A piece of student work has the potential to reveal not only the student’s mastery of the curriculum’s goals, but also a wealth of information about the student him/herself: his/her intellectual interests, his/her strengths, and his/her struggles. The Collaborative Assessment Conference was designed to give teachers a systematic way to mine this richness. It provides a structure by which teachers come together to look at a piece of work, first to determine what it reveals about the student and the issues s/he cares about, and then to consider how the student’s issues and concerns relate to the teacher’s goals for the student. The last part of the conversation – the discussion of classroom practice – grows out of these initial considerations.

The structure for the conference evolved from three key ideas:

  • First, students use school assignments, especially open-ended ones, to tackle important problems in which they are personally interested. Sometimes these problems are the same ones that the teacher has assigned them to work on, sometimes not.

  • Second, we can only begin to see and understand the serious work that students undertake if we suspend judgment long enough to look carefully and closely at what is actually in the work rather than what we hope to see in it.

  • Third, we need the perspective of others—especially those who are not intimate with our goals for our students—to help us to see aspects of the student and the work that would otherwise escape us, and we need others to help us generate ideas about how to use this information to shape our daily practice.

Since 1988, when Steve Seidel and his colleagues at Project Zero developed this process, the Collaborative Assessment Conference has been used in a variety of ways: to give teachers the opportunity to hone their ability to look closely at and interpret students’ work; to explore the strengths and needs of a particular child; to reflect on the work collected in student portfolios; to foster conversations among faculty about the kind of work students are doing and how faculty can best support that work.

In the Collaborative Assessment Conference, the presenting teacher brings a piece of student work to share with a group of five to ten colleagues (usually other teachers and administrators). The process begins with the presenting teacher showing (or distributing copies of) the piece to the group. Throughout the first part of the conference, the presenting teacher says nothing, giving no information about the student, the assignment, or the context in which the student worked.
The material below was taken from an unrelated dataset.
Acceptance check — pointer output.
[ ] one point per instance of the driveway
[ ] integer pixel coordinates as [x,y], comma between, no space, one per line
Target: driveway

Through a series of questions asked by the facilitator, the group works to understand the piece by describing it in detail and looking for clues that would suggest the problems or issues or aspects of the work with which the student was most engaged. They do this without judgments about the quality of work or how it suits their personal tastes. The facilitator helps this process by asking participants to point out the evidence on which they based the judgments that inevitably slip out. For example, if someone comments that the work seems very creative, the facilitator might ask him or her to describe the aspect of the work that led him or her to say that.

In the second part of the conference, the focus broadens. Having concentrated intensively on the piece itself, the group, in conversation with the presenting teacher, now considers the conditions under which the work was created as well as broader issues of teaching and learning. First, the presenting teacher provides any information that s/he thinks is relevant about the context of the work. This might include describing the assignment, responding to the discussion, answering questions (though s/he does not have to respond to all the questions raised in the first part of the conference), describing other work by the child, and/or commenting on how his/her own reading or observation of the work compares to that of the group.

Next, the facilitator asks the whole group (presenting teacher included) to reflect on the ideas generated by the discussion of the piece. These might be reflections about specific next steps for the child in question, ideas about what the participants might do in their own classes or thoughts about the teaching and learning process in general. Finally, the whole group reflects on the conference itself.